彼女の言葉を、私はそのままに彼女に繰り返すように伝えると、エリザベスの身体がまったく変わったことを認識したのだった。私は彼女に言った。「きっとエリザベスが自分の身体に“Yes!”って言っているのは、自分の人生に“Yes!”と言っているのと同じことなんだろうね。」

背景:エリザベスは42歳のプロの介護士であり、非常に難しい状態にいる患者のケアを行っていた。又シングル・マザーであり二人の青年期の子供を育てていた。15年前に痛烈な離婚を経験し、今もまだ自分が無価値な存在だと感じていた。彼女は線維筋痛症 (Fibromyalgea) と慢性の関節痛を患い、睡眠から目覚めた後や長時間座っている状態が続くと身体が硬くなると報告していた。

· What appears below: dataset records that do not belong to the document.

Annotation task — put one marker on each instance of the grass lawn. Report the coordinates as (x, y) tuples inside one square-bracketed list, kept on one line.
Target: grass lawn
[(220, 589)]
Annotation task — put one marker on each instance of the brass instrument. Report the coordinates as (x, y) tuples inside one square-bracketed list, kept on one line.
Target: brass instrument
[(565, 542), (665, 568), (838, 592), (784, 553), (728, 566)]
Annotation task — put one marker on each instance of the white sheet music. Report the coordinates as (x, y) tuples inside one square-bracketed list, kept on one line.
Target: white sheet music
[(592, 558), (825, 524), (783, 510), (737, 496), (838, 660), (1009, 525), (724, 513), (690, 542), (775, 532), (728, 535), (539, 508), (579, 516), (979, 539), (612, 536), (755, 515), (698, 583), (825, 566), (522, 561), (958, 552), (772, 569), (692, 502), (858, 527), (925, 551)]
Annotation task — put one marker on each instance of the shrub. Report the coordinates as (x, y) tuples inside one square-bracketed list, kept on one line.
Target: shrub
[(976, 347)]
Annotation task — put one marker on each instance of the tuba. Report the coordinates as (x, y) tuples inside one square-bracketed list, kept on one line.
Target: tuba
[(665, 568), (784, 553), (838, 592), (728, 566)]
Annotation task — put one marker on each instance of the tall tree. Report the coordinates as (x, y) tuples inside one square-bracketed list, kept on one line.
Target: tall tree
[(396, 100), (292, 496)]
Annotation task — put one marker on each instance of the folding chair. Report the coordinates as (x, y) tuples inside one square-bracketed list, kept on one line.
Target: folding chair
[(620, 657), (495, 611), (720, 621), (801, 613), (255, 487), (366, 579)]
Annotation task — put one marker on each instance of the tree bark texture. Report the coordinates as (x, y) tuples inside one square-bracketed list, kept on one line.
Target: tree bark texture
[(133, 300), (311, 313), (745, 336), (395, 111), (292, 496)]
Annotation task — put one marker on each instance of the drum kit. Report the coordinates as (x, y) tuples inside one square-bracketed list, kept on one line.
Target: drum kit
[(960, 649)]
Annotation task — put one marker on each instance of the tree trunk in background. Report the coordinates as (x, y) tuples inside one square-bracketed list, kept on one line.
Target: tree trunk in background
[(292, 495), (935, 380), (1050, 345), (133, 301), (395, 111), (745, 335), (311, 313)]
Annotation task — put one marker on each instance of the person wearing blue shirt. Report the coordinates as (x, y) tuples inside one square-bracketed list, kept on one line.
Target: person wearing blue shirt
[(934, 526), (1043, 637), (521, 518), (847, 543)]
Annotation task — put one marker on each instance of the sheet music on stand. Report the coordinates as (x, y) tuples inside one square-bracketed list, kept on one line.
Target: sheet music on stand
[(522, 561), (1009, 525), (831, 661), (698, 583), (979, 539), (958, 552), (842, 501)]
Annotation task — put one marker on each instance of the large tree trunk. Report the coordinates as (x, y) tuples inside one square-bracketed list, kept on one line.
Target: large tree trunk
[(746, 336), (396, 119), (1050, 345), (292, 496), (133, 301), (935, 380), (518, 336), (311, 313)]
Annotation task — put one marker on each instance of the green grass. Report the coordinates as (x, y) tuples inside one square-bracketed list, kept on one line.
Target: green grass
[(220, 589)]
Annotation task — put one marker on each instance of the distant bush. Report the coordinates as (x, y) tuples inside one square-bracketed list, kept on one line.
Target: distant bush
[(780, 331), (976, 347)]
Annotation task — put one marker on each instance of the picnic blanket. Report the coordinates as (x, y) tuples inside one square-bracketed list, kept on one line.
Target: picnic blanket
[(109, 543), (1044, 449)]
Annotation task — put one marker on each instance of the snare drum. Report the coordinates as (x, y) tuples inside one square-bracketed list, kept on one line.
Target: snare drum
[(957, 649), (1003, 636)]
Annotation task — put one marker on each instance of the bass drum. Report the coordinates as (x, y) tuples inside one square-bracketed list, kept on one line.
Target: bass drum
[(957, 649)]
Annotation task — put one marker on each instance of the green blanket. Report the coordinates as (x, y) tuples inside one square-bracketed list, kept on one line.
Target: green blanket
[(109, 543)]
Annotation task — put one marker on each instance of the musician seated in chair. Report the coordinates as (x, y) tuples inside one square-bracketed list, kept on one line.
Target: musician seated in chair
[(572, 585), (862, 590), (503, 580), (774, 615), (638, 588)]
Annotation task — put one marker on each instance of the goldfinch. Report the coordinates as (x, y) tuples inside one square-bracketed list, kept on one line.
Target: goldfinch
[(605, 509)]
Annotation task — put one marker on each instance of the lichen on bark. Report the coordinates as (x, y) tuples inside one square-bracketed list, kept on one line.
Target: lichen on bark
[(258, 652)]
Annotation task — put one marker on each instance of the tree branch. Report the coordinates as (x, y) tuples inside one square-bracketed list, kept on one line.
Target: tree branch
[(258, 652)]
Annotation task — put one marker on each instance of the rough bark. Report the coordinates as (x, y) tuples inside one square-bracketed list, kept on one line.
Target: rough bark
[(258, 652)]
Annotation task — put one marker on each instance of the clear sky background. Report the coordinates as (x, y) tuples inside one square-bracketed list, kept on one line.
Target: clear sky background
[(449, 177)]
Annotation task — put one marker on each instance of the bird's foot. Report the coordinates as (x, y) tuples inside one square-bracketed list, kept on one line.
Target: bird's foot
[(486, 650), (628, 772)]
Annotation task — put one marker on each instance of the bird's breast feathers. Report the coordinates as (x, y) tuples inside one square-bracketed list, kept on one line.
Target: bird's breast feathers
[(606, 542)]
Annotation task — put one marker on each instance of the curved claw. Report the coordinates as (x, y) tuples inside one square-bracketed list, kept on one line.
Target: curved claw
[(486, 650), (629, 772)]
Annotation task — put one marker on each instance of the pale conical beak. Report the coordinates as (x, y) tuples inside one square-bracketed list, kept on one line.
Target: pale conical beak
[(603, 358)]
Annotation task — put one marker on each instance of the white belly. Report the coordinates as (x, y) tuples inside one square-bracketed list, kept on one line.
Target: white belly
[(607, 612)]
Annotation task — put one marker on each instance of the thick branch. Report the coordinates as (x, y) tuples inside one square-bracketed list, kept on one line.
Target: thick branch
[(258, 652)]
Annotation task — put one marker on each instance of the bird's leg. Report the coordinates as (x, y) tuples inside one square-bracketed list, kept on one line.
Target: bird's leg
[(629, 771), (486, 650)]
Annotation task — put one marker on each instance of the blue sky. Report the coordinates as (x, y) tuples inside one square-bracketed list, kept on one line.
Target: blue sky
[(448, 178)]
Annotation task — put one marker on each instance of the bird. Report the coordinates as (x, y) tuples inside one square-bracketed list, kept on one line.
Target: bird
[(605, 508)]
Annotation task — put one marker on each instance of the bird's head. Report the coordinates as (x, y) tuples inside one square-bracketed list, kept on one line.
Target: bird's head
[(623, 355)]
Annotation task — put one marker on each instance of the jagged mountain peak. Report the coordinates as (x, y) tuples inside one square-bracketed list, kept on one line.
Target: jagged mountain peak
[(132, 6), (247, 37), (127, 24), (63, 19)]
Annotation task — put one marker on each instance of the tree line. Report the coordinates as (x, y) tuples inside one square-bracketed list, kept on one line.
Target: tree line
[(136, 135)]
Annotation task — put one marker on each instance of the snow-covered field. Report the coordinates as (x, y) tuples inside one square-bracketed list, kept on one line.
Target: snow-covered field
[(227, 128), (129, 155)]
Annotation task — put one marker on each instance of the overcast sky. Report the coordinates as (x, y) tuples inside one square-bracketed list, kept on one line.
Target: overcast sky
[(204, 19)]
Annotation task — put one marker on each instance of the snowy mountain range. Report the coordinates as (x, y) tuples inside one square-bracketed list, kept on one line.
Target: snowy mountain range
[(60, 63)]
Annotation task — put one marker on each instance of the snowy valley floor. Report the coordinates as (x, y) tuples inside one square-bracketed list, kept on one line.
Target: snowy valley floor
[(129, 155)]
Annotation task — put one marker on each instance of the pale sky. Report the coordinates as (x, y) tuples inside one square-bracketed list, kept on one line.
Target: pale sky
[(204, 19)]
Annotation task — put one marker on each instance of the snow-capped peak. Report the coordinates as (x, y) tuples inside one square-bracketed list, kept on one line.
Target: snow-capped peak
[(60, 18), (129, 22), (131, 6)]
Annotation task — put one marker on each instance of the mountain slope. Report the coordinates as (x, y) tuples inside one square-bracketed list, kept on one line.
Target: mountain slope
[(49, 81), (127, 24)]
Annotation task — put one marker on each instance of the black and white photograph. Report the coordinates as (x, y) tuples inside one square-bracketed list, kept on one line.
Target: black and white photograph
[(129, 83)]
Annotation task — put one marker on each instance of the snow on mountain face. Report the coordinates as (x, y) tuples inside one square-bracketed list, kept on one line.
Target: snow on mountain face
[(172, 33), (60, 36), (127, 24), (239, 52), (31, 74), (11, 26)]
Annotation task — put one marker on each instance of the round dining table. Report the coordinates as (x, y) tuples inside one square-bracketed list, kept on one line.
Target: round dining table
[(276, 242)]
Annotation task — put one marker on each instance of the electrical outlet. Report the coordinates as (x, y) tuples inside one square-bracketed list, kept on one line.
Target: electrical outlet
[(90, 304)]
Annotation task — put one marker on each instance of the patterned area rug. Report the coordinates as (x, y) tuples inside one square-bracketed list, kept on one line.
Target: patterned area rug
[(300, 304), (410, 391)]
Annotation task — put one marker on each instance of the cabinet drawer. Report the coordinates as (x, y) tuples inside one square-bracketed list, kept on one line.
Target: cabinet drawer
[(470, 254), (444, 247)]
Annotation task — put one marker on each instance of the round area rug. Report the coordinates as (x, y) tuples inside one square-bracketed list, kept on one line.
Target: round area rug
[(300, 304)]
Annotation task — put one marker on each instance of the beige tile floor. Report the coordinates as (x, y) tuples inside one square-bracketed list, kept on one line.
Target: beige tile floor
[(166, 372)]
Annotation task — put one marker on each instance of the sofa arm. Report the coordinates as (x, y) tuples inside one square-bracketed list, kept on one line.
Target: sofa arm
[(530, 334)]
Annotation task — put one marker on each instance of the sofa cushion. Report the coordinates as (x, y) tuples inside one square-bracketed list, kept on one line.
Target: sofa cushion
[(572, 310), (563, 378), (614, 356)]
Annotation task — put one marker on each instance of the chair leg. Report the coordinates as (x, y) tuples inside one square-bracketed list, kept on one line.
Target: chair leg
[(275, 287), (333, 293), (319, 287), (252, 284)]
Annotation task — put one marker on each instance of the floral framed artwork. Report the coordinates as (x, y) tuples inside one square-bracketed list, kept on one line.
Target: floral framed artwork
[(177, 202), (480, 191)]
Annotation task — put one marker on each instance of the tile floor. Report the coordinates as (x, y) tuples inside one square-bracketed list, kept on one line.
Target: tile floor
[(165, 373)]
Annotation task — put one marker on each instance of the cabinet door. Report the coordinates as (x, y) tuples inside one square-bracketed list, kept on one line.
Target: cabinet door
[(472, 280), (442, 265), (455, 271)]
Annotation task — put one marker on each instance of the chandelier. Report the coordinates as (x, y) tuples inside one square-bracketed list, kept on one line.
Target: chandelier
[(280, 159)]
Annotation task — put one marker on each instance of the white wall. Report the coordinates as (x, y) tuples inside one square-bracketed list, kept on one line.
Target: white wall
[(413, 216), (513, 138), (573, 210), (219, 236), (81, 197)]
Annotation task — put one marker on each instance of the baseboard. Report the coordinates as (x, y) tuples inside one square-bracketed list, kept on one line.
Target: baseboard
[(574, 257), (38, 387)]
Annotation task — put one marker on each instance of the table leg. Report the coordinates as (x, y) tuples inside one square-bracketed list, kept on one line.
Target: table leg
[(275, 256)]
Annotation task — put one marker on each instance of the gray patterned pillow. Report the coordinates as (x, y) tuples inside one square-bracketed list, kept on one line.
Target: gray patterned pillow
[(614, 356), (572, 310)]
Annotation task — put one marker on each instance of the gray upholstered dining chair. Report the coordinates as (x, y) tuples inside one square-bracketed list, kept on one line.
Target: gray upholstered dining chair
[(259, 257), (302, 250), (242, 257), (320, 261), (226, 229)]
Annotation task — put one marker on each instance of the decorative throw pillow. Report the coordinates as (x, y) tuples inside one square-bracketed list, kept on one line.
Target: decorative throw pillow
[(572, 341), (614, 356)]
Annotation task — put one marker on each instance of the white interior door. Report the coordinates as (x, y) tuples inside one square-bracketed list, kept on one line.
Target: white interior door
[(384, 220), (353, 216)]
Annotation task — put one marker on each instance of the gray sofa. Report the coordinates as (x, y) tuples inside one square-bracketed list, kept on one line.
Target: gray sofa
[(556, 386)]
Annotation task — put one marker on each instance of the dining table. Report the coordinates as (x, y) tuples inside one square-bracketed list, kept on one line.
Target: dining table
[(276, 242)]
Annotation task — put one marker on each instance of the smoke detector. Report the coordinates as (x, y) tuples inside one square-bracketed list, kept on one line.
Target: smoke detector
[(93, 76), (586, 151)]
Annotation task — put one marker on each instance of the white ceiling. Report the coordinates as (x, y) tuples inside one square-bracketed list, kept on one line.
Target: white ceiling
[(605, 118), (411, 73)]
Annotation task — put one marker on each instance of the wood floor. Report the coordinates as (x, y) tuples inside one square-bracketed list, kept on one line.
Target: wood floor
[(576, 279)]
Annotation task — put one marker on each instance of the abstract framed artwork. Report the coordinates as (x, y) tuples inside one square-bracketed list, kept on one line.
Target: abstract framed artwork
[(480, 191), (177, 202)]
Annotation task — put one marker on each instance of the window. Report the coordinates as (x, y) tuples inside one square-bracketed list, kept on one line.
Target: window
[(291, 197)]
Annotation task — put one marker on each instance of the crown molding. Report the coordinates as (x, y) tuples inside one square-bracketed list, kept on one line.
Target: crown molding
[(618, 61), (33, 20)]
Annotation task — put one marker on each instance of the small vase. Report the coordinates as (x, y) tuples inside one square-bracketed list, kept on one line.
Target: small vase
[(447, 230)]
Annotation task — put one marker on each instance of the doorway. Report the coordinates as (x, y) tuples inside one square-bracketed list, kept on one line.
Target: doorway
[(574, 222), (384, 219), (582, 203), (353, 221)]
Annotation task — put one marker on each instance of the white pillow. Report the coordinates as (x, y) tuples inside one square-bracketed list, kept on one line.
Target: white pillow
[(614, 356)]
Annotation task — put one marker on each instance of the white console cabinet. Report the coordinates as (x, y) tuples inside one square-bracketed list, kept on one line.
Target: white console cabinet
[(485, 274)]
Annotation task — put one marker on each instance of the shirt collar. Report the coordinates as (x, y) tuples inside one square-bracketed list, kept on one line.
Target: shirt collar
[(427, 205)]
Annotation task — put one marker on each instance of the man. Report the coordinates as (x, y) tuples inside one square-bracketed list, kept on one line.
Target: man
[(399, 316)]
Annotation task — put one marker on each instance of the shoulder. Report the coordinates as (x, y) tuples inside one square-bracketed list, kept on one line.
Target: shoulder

(© ジャック・ブラックバーン2005年) (© Jack Blackburn, 2005)


エリザベス本人より:…ケース・スタディのことは…。正直に言うと、思い出すのに数回ほど読み返さなくてはなりませんでした。ジャックとのセッションでとても深い場所に私が入っていったというのは分かっています…だからこそ、あまりにも深かったので、あの私が経験した“Yes!”を感じた感覚が起こったときの内容があまり詳しく思い出せないのです。でももう忘れません。このすばらしいケース・スタディが思い出させてくれるから―。